Miércoles, 30 de septiembre de 2020
Ciudad Rodrigo al día

Carta de despedida de Maribel Yugueros como directora de Cáritas

Tras nueve años como directora de la entidad, Maribel Yugueros –que se jubilará el próximo mes de junio- da el relevo a Mar Manzano

“Todo tiene su momento y cada cosa su tiempo bajo el cielo” (Ecl. 3,1)

Mi tiempo como directora de Cáritas Diocesana de Ciudad Rodrigo ha finalizado, es momento de hacer balance y de agradecer. Gracias, en primer lugar, a Dios por el don de la Fe; ha puesto en mi camino personas y espacios que me han permitido crecer personal, espiritual y técnicamente.  Gracias  que se hacen extensivas a la Diócesis que durante tantos años ha depositado su confianza en mí. Gracias a todos los sacerdotes que en todo este tiempo han formado parte de mi vida, en la tarea cotidiana. Gracias a los medios de comunicación que  han estado atentos a todas las actuaciones de la entidad que he representado y siempre nos han atendido con cariño y cordialidad.

Dentro de mi hacer en Cáritas, doy las gracias al equipo técnico, formado por personas de gran calidad humana y técnica, que siguiendo el Modelo de Acción Social de Cáritas Española han trabajado infatigablemente para conseguir llevar a cabo la misión de Cáritas, ser imagen del Amor de Dios en el mundo, ya que Cáritas es la expresión del amor preferencial de la comunidad cristiana por los pobres. Por tanto, es el servicio, la diaconía de la Iglesia.

Una misión que también es realizada por los voluntarios y colaboradores, a los cuales agradezco de una manera muy particular su dedicación y participación,  sin su entrega y profesionalidad muchos de nuestros proyectos no podrían llevarse a cabo. Igualmente importante es la participación de socios y donantes, sin sus aportaciones tampoco podríamos haber atendido las necesidades de los que más sufren en esta tierra.

 

No puedo olvidarme de agradecer el apoyo de  las parroquias,  instituciones y otras entidades. Nuestra Diócesis es pequeña y tenemos el privilegio de gozar de cercanía, de buena comunicación y participación entre todos en favor del bien común.

Finalmente, hago extensivo el agradecimiento a la sociedad en general, que siempre se ha mostrado solidaria y participativa, abierta a las propuestas que le han llegado desde Cáritas.
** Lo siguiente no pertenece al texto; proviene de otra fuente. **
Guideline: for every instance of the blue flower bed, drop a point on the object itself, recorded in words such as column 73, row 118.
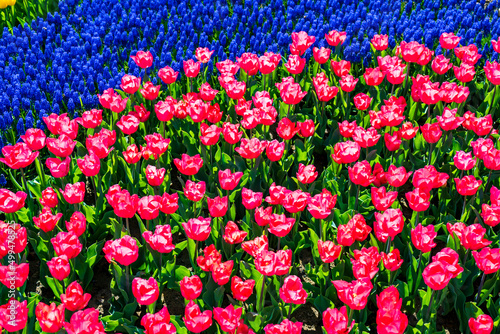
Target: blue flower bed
column 60, row 63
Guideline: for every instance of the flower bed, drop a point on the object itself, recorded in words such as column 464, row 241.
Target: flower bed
column 358, row 190
column 39, row 77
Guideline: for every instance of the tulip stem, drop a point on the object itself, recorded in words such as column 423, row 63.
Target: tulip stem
column 430, row 305
column 357, row 199
column 493, row 99
column 159, row 268
column 262, row 292
column 480, row 287
column 463, row 207
column 127, row 277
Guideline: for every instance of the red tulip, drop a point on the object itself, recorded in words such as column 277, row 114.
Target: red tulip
column 228, row 180
column 336, row 321
column 90, row 119
column 50, row 317
column 161, row 240
column 66, row 243
column 18, row 156
column 46, row 221
column 124, row 205
column 321, row 55
column 423, row 237
column 328, row 251
column 59, row 267
column 390, row 319
column 217, row 206
column 14, row 275
column 295, row 201
column 157, row 144
column 230, row 133
column 197, row 228
column 211, row 257
column 366, row 138
column 292, row 291
column 11, row 202
column 148, row 207
column 232, row 234
column 280, row 226
column 286, row 326
column 34, row 138
column 130, row 84
column 483, row 324
column 90, row 165
column 307, row 174
column 449, row 258
column 195, row 320
column 145, row 291
column 143, row 59
column 335, row 38
column 449, row 40
column 295, row 64
column 388, row 224
column 191, row 287
column 365, row 262
column 128, row 124
column 428, row 177
column 348, row 83
column 373, row 76
column 392, row 261
column 228, row 318
column 221, row 272
column 191, row 68
column 249, row 63
column 291, row 93
column 464, row 72
column 242, row 290
column 361, row 173
column 74, row 193
column 320, row 206
column 18, row 245
column 418, row 199
column 346, row 152
column 301, row 42
column 381, row 199
column 380, row 42
column 256, row 246
column 18, row 321
column 158, row 323
column 203, row 55
column 268, row 62
column 412, row 51
column 487, row 260
column 468, row 185
column 74, row 299
column 356, row 229
column 61, row 147
column 124, row 250
column 194, row 191
column 436, row 275
column 275, row 150
column 189, row 165
column 251, row 199
column 58, row 168
column 354, row 294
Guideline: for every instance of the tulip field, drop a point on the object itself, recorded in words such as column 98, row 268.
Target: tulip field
column 300, row 188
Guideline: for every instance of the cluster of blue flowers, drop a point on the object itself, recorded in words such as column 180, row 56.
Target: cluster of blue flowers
column 60, row 63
Por último, un balance implica el reconocimiento de los errores, que entran dentro de nuestras propias limitaciones. Pido perdón a todas las personas que se hayan sentido ofendidas o desencantadas, pueden estar seguras de que siempre actué movida por el interés general y por el bien hacer, no queriendo molestar a nadie.
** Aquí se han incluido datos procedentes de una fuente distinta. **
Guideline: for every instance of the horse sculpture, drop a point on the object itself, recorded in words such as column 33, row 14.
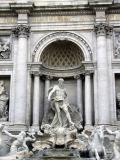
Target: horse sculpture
column 95, row 144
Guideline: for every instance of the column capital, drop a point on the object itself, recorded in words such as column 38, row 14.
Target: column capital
column 21, row 30
column 100, row 29
column 77, row 76
column 36, row 73
column 88, row 72
column 48, row 77
column 103, row 29
column 109, row 31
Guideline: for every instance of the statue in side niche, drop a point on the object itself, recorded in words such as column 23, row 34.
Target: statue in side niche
column 95, row 143
column 57, row 96
column 4, row 49
column 3, row 102
column 116, row 146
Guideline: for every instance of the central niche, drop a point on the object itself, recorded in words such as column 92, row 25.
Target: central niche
column 62, row 55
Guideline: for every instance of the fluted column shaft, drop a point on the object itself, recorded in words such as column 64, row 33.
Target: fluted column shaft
column 88, row 100
column 47, row 86
column 79, row 93
column 102, row 72
column 36, row 100
column 21, row 75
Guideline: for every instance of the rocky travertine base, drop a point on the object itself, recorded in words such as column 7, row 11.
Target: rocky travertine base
column 58, row 154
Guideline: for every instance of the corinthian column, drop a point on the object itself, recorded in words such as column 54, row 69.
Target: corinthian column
column 102, row 72
column 36, row 100
column 21, row 75
column 79, row 93
column 88, row 100
column 47, row 86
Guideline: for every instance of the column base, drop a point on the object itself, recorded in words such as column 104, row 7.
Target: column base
column 17, row 127
column 88, row 127
column 35, row 127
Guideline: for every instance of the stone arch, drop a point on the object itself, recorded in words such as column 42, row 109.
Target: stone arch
column 78, row 40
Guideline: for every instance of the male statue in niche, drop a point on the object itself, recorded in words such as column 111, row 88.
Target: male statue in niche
column 58, row 97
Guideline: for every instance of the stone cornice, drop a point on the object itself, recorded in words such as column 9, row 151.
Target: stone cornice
column 89, row 9
column 22, row 7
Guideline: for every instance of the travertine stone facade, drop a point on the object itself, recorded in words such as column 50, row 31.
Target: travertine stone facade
column 41, row 41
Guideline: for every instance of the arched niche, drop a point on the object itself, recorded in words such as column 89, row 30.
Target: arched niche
column 69, row 36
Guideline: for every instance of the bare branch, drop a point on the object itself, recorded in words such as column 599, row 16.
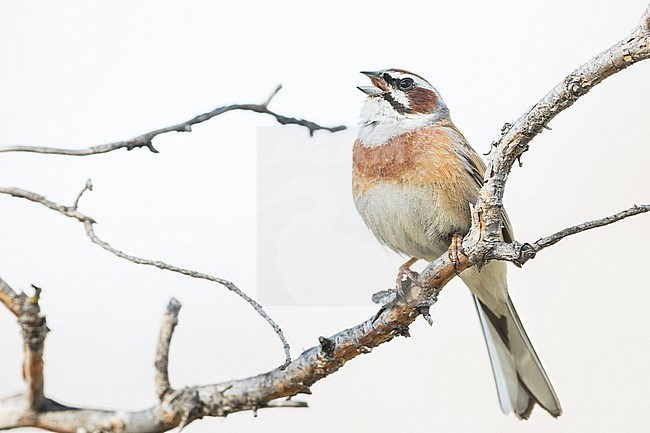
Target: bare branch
column 557, row 237
column 170, row 320
column 89, row 223
column 34, row 331
column 87, row 187
column 146, row 139
column 180, row 407
column 515, row 138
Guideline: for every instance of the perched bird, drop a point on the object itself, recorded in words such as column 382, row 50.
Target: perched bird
column 414, row 177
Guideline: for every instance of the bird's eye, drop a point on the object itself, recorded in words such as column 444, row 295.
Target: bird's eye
column 406, row 84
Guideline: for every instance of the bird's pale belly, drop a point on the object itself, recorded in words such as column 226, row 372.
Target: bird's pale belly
column 409, row 219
A pesar de que mi tiempo como directora de Cáritas ha finalizado, el momento de mi jubilación no llegará hasta el próximo mes de junio, por tanto continuaré en Cáritas al servicio de mi Diócesis, de mi tierra y de quien pueda necesitarme.

El ser de Cáritas te configura de tal forma, que seguiré siendo Cáritas haga lo que haga y esté donde esté.

Reiterando mi infinito agradecimiento, hasta siempre.